FortiSOAR Performance Benchmarking for v7.3.1
This document details the performance benchmark tests conducted in Fortinet labs. The objective of this performance test is to measure the time taken to create alerts in FortiSOAR, and complete the execution of corresponding playbooks on the created alerts in the following cases:
-
Single-node FortiSOAR appliance
-
Cluster setup of FortiSOAR
The data from this benchmark test can help you in determining your scaling requirements for a FortiSOAR instance to handle the expected workload in your environment.
Summary of the tests performed
The following tests are performed on both a single FortiSOAR node, and a cluster of two active-active FortiSOAR nodes:
- Ingestion of alerts into FortiSOAR.
- Ingestion of alerts followed by extraction of associated indicators.
- Ingestion of alerts, then extraction of associated indicators, followed by enrichment of the extracted indications using one source.

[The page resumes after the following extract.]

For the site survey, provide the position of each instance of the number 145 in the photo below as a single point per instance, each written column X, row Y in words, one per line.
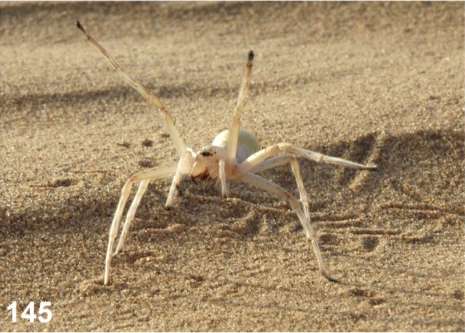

- Sustain the processes of ingestion of alerts and extraction of indicators for a 12-hour period.
Environment
FortiSOAR Virtual Appliance Specifications
Component | Specifications |
---|---|
FortiSOAR Build Version | 7.3.1-2105 |
CPU |
16 CPUs |
Memory | 32 GB |
Storage | 300 GB virtual disk, HDD with IOPS 3000, attached to a VMware ESXI instance |
Operating System Specifications
Operating System | Kernel Version |
---|---|
Rocky Linux 8.7 | 4.18.0-425.3.1.el8.x86_64 |
External Tools Used
Tool Name | Version |
---|---|
FortiMonitor | Cloud |
Internal Script to gather data |
Pre-test conditions on both the standalone FortiSOAR machine and the FortiSOAR High Availability (HA) cluster
At the start of each test run -
-
The test environment contained zero alerts.
-
The test environment contained only the FortiSOAR built-in connectors such as IMAP, Utilities, etc.
-
The system playbooks were deactivated such as, alert assignment notification, SLA calculation, etc., and there were no running playbooks.
-
The playbook execution logs were purged.
-
Configured tunables as follows:
-
Changed celery workers to 16
-
Elastic heaps size to 8GB
-
Changes related to PostgresSQL:
- max_connections = 1200
- shared_buffers = 5GB
- effective_cache_size = 15GB
- maintenance_work_mem = 2GB
- default_statistics_target = 500
- effective_io_concurrency = 2
- work_mem = 546kB
- min_wal_size = 4GB
- max_wal_size = 16GB
- max_parallel_workers_per_gather = 4
- max_parallel_workers = 8
- max_parallel_maintenance_workers = 4
- Changes related to NGINX:
- worker_processes auto;
- worker_connections 1024;
- access_log off;
- keepalive_timeout 15;
-
In a production environment the network bandwidth, especially for outbound connections, to applications such as VirusTotal might vary, which could affect the observations. |
Test setups
- For a single-node FortiSOAR instance - Configure the standalone FortiSOAR appliance according to the specifications mentioned in the Environment topic.
- For the FortiSOAR HA cluster - Create an HA cluster of two FortiSOAR instances that are joined in the active-active state. Configure both the FortiSOAR appliances according to the specifications mentioned in the Environment topic.
Tests performed
Test 1: Ingest alerts into FortiSOAR using the ingestion playbook
This test is executed by manually triggering ingestion playbook that creates alerts in FortiSOAR.
Steps followed
- Created the alerts using the ingestion playbook.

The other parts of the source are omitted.